NOTE: There will be an encore presentation of this meetup. If you are waitlisted for this one, or can't make it, there will be at least one more opportunity to catch this great presentation from the folks at Zillow.

We're kicking off 2015 with a great presentation from the folks at Zillow! The will be talking about the products they have built using R, Python and Graphlab.

Zillow’s mission is to empower consumers with information and tools to make smart decisions about homes, real estate and mortgages. At the heart of this mission is a living database of more than 100 million U.S. homes – including homes for sale, homes for rent and homes not currently on the market.

One of Zillow’s core innovations is its advanced statistical predictive products, including the Zestimate®, the Rent Zestimate and the ZHVI® family of real estate indexes.
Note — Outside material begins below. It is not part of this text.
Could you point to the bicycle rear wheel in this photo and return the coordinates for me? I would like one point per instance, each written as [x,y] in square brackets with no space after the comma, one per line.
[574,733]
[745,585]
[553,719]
The living database of all homes is built from a range of disparate sources, incorporating streams of deeds, house and parcel records, tax assessment data, listings of properties for sale or rent and mortgage information. Zillow users – home owners and professionals – add to this data on the Zillow web-site by entering information such as updating home facts and entering descriptive text and photos. GIS data is used to overlay information such as flood zone information, type of street, adjacency to waterfront and proximity to schools.
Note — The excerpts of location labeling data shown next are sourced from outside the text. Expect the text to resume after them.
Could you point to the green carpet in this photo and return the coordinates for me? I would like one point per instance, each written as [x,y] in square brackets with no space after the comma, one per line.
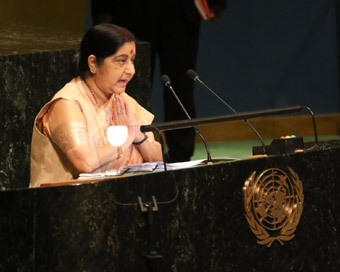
[239,149]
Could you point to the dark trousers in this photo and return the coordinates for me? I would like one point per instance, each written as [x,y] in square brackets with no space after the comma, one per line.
[172,27]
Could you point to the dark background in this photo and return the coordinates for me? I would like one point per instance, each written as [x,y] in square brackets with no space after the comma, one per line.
[265,54]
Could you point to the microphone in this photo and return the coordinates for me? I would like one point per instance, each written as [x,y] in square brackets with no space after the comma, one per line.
[167,82]
[194,76]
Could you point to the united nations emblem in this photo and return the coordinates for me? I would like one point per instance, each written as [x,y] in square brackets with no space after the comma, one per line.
[273,203]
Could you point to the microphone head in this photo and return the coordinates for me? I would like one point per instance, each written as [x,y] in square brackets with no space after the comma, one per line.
[165,80]
[192,74]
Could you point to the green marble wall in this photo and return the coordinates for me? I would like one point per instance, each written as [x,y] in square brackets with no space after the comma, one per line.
[200,224]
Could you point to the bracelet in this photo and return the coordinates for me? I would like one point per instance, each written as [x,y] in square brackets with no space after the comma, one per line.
[142,141]
[120,152]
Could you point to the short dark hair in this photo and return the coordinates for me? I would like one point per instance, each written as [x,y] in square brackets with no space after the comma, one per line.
[102,41]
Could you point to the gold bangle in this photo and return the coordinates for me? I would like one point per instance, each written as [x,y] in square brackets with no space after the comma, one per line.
[120,152]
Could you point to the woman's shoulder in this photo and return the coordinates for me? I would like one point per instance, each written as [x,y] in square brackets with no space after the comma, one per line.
[71,89]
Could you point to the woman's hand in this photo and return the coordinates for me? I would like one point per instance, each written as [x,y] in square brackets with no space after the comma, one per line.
[122,115]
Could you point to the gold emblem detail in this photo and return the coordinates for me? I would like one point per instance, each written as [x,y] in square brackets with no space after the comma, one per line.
[273,203]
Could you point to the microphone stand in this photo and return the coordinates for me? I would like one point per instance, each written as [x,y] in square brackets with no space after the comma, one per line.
[166,80]
[193,75]
[231,117]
The real estate marketplace, with a rich but very messy information set, poses unique challenges in the world of “Big Data”. To harness the full power of the data, Zillow uses techniques as entity resolution, bad record filtering, attribute outlier screening and missing data imputation. The cleaned data is then input to statistical machine learning algorithms localized to each real estate market, leading to the calculation of the Zestimate and other valuations.

The data science team maintains a single software environment for the entire life cycle of the products, from prototyping to production. The primary analytic platforms used include R, Python and Graphlab, leveraging their rich statistical modeling and data analysis capabilities. We use predictive modeling at every stage in the process, from data integration to missing data to producing the Zestimate to user experience. Using feedback from data feeds, user input and manual reviewers, we are constantly refining and improving the models. This focus on advanced data analysis and statistical modeling has helped Zillow establish itself as the leader in the on-line real estate marketplace.

Speaker Bios

Nicholas McClure, Senior Data Scientist, Zillow

Nick is a senior data scientist for the Zestimate® group. He works on data cleaning projects such as predicting listing fraud, entity resolution and Zestimate quality. Prior to joining Zillow this year, Nick worked at Caesar's Entertainment in Las Vegas as a Gaming Statistician and Data Scientist. He has worked on everything from casino game design, optimal slot machine placement, and predicting customer worth. His team received the 2013 Chairman's Award in Rigor for their work on table game optimization. He received a NSF IGERT Fellowship for studying infectious disease while working on his Masters and Ph.D. in Applied Mathematics from the University of Montana where he studied the role of mutation in Cystic Fibrosis lung infections.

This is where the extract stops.